Une autre voix se dessine aux Îles

Joël Cabali Bae, Germaine Nemia Bishop et Jean-Pierre Selefen présenteront une liste pour les quatre îles. Ils sont en pleine réflexion pour affiner leur projet sociétal et économique. (© C.M.)

Des Loyaltiens indépendantistes qui ne se reconnaissant plus dans les appareils politiques s’organisent pour conduire une liste aux prochaines provinciales. Ils défendent une « troisième voix pragmatique » pour le « lancement économique » et l’ouverture des îles.

Jean-Pierre Selefen est un ancien conseiller municipal de Païta, de retour chez lui à Lifou où il a développé une entreprise de location de véhicules. Germaine Nemia Bishop, Maréenne retraitée de l’enseignement, investie dans le secteur associatif au profit de la jeunesse (association enfance et jeunesse Nece, puis Nouvelle-Calédonie) et ancienne militante du LKS, s’était présentée aux législatives de 2017 sous l’étiquette du Rassemblement autochtone pour la souveraineté partagée, un mouvement chrétien issu de la société civile.

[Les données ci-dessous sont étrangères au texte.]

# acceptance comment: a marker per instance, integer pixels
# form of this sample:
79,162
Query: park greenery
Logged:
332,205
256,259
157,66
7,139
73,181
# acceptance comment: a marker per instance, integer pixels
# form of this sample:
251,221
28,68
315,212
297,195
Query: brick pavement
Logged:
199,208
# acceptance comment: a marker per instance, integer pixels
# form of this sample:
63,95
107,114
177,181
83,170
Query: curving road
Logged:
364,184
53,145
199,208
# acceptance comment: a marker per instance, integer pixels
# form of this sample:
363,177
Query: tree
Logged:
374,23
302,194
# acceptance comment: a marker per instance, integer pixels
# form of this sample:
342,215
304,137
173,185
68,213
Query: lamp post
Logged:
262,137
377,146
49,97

Elle avait ensuite conduit le MNIS Îles, Mouvement néo-indépendantiste souverainiste, aux provinciales de 2019. Joël Cabali Bae est un ancien militant de l’Union calédonienne, ancien conseiller municipal à Ouvéa qui a souhaité « lever le pied » il y a un an, en raison d’un « rouage politique sans débat qui perdure depuis 35 ans ».

Ensemble, ils font ce constat dans toutes les îles et dénoncent, plus globalement, un système « verrouillé » qui laisse très peu de place à la liberté d’expression, aux idées et propositions de la société civile, aux nouvelles figures, à la jeunesse, aux femmes.

« GASPILLAGE »

Ils portent un regard critique sur la gestion de leur province, évoquent une administration qui a « trop de poids » par rapport au privé, le « gaspillage » pour d’immenses projets comme le pont de Mouli, les jeunes diplômés qui ne trouvent pas de travail, les problèmes de transport, et prennent en exemple la situation actuelle de Tiga, coupée du monde. Comme eux, disent-ils, de nombreux Loyaltiens sont « lassés de la politique menée depuis des décennies par les mêmes personnes », explique Joël Cabali Bae.

Pour eux, le temps est aussi venu de sortir de la « vision binaire » proposée à l’échelle de tout le territoire. « On a vécu sur les séquelles du passé et pour l’heure on n’a pas réussi à se dire qu’il fallait passer à une autre période », commente Germaine Nemia Bishop. Il s’agit pour eux de « mettre en pause » l’indépendance et se focaliser à la place sur « le lancement économique des îles – sous le regard et la protection des grands chefs – pour être des acteurs dans la société et non plus des spectateurs » selon les termes de Jean-Pierre Selefen.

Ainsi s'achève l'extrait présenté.